After all it is for the Governor to specify the matters in which it shall not be necessary for the Commission to be consulted. In this view of the matter the contention based on Regulation 5 cannot prevail, that it is mandatory that the Commission ought to have been consulted. The provisions of Regulations 3(c) and 5(a) are to be harmoniously construed and while a person appointed to a post which falls within the purview of the Commission cannot normally hold the post in question for a total continuous period of more than one year without the Commission being consulted, it will not be necessary to consult the Commission for regular appointment of a person directly appointed on ad hoc basis on or before the date notified by the Government if h e satisfies the requisite conditions. 142. This view further finds support from the consistent pronouncements of their Lordships of the Supreme Court that the provisions of Article 320(3) are directory.

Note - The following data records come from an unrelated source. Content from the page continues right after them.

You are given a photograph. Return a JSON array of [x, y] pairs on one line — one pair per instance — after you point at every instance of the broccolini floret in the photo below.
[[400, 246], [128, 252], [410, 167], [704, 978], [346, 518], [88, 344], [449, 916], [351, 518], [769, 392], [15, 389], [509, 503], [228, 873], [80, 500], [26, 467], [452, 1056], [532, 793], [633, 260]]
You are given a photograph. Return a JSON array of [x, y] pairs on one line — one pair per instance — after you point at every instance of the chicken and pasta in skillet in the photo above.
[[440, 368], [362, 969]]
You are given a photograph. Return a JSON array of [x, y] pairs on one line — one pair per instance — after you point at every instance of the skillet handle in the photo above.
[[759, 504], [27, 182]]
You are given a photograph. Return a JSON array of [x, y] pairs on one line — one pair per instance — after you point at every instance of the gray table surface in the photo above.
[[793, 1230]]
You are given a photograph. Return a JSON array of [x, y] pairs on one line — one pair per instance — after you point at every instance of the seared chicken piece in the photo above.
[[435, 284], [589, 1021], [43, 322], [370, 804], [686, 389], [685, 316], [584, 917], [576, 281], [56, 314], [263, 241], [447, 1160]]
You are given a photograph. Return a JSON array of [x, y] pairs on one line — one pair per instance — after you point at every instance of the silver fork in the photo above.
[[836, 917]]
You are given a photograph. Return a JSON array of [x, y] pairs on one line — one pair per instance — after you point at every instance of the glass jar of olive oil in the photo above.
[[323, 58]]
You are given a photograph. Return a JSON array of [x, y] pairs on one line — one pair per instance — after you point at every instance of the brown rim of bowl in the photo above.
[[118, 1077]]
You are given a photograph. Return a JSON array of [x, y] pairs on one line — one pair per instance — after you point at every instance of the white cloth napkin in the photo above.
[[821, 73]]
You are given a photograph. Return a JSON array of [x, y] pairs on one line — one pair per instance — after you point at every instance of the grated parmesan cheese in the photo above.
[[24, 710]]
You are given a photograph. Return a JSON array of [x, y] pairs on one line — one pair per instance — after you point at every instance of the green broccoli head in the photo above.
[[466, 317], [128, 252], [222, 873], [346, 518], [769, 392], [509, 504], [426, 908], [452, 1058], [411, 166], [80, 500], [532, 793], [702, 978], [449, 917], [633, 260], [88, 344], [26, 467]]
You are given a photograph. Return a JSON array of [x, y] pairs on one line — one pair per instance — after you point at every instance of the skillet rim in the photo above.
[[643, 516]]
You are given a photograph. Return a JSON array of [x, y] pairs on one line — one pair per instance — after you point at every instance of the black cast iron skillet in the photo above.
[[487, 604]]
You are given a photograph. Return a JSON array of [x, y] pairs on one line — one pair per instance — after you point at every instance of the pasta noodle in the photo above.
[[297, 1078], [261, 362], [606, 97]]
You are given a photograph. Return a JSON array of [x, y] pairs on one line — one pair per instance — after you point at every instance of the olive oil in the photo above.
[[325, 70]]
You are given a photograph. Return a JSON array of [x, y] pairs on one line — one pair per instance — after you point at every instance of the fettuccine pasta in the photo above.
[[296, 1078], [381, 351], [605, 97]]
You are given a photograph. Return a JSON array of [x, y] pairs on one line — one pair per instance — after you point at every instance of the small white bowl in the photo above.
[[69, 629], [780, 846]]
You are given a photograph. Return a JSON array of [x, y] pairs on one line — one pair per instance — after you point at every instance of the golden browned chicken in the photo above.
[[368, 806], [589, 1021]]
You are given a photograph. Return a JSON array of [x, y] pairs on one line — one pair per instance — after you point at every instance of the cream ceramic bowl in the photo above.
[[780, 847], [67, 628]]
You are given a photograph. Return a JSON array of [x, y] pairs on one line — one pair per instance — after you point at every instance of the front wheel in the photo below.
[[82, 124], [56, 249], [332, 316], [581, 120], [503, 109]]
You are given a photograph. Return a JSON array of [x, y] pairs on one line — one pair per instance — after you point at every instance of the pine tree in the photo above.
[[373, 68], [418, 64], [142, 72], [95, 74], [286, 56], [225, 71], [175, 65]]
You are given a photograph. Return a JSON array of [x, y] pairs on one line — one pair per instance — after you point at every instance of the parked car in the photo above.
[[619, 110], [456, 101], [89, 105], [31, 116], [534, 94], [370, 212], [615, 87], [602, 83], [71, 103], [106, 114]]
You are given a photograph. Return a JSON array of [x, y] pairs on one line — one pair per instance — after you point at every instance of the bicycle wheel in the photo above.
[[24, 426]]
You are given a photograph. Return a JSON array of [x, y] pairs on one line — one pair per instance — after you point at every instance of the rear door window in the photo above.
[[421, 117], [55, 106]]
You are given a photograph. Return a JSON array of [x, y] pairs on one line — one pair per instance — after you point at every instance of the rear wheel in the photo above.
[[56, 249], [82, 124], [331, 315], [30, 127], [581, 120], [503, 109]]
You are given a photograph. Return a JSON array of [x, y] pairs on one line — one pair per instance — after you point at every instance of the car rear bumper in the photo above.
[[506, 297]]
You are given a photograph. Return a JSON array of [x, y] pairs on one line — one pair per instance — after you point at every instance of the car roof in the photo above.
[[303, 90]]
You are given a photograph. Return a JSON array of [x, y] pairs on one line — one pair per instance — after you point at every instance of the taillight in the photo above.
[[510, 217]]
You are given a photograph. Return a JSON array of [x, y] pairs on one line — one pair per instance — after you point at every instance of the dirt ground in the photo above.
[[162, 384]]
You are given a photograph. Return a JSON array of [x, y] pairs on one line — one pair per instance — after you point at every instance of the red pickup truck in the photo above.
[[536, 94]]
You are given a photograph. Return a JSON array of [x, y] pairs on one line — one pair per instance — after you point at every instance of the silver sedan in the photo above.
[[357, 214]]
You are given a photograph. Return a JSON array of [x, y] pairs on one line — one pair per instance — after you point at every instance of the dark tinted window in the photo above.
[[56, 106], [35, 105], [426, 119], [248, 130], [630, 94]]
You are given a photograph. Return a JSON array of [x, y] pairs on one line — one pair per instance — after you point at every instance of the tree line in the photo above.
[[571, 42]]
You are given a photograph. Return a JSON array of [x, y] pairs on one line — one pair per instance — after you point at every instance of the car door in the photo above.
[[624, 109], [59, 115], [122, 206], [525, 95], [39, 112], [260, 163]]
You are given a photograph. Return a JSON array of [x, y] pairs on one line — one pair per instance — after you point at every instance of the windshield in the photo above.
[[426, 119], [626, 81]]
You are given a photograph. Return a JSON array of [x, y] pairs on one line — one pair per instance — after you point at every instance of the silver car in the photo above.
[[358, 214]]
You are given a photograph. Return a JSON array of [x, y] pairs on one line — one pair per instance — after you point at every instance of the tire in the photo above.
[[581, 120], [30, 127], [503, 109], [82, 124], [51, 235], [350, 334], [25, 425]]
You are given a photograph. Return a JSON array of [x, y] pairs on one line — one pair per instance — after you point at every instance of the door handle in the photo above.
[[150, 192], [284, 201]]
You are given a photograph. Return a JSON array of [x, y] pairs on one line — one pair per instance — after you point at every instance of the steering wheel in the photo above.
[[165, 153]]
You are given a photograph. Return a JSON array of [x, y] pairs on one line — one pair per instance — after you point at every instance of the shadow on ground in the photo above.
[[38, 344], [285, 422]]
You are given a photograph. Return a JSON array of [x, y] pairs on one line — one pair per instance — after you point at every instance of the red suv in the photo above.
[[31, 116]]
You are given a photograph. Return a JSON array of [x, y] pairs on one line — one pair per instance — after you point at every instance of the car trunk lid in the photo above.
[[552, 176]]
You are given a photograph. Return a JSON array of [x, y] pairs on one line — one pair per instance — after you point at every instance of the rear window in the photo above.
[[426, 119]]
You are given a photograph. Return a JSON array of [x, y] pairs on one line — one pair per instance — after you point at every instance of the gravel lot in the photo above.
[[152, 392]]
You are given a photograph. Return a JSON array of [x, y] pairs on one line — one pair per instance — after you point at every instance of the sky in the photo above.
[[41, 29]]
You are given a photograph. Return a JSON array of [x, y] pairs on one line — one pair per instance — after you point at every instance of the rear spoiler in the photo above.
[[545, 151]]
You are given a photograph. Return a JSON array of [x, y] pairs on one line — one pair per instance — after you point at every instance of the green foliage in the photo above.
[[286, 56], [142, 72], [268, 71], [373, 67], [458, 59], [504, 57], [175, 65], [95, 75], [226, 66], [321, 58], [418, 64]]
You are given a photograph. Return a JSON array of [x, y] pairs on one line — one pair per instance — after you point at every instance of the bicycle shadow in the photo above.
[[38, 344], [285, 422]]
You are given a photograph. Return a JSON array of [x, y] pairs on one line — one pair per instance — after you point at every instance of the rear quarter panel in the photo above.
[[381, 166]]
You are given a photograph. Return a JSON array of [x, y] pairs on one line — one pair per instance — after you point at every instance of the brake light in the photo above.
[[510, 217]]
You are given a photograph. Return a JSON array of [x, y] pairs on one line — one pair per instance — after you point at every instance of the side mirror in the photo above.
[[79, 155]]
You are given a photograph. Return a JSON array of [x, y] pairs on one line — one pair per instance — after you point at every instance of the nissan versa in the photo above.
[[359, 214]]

While it is incumbent on the State Government to consult the Commission in matters falling within its purview, the advice of the Commissions not binding on the Government and no right or privilege is conferred to the individual public servant to challenge the action of the State Government on the ground that it is vitiated by the fact that the Commission has not been consulted, (see State of U.P. v. Manbodhan Lal Srivastava, AIR 1957 SC 912 and Jatindra Kumar v. State of Punjab, AIR 1984 SC 1850 . I am, therefore, of the view that the 1989 Ruels cannot be characterised. as illegal and unconstitutional on the ground that it was issued without consulting the Public Service Commission. 143. Subject to above observations, I generally agree with the judgment prepared by my Brother Mathur, J. and the order proposed by him.